Quant à Marielle Franco, son amie Renata refuse catégoriquement de croire qu’elle a été assassinée parce qu’elle était noire, ou homosexuelle. "Ce qui a causé la mort de Marielle, c'est son rapport à la politique, donc nous n'acceptons pas l'argument selon lequel c'est un crime de haine, parce que l'assassin ressentait du dégoût pour elle. Marielle est morte à cause de ses positions politiques qui dérangeaient beaucoup de mafias politiques ici à Rio"

L’ombre d’une milice et ses liens avec le clan Bolsonaro

Marielle Franco dénonçait sans relâche le pouvoir parallèle constitué à Rio de Janeiro par les milices, ces groupes armés qui prennent le contrôle de favelas, souvent après que les trafiquants de drogue en sont chassés par la police. Ils y remplacent l’État absent, en fournissant l’eau et l’électricité, tout en exerçant un contrôle mafieux sur ces territoires, terrorisant les habitants.
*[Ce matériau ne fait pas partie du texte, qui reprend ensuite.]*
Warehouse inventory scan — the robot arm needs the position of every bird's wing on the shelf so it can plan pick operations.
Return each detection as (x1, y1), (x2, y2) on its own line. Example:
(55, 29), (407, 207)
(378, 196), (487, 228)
Actuellement, sur les 1 018 favelas recensées à Rio de Janeiro, 88 sont sous le contrôle de ces bandes armées.

Cette piste a été privilégiée par l’enquête qui piétine malgré tout. Le fait que les milices soient composées d’anciens policiers ou d’agents encore en activité n’y est sans doute pas étranger. L’un de ces groupes, le "Bureau du Crime", est particulièrement suspecté : son chef a été arrêté en janvier dernier. On apprenait alors que son épouse et sa fille étaient employées dans le cabinet du député Flavio Bolsonaro, fils de l’actuel président. Autre fait troublant : l’un des deux hommes arrêtés mardi, habitait dans la même résidence que Jair Bolsonaro [avant qu’il soit élu], sur le front de mer de Barra de Tijuca.

Devant des centaines de personnes réunies dans le centre-ville de Rio de Janeiro jeudi soir pour clore cette journée de commémoration, la sœur de Marielle, Anielle Franco, a déclaré qu' "encore beaucoup d’éléments allaient être découverts". "Il y a un commanditaire", a-t-elle ajouté. "L’enquête ne peut pas s’arrêter. Et elle ne va pas s’arrêter. Et j’espère qu’ils vont dérouler le fil, jusqu’à atteindre celui qui est tout en haut".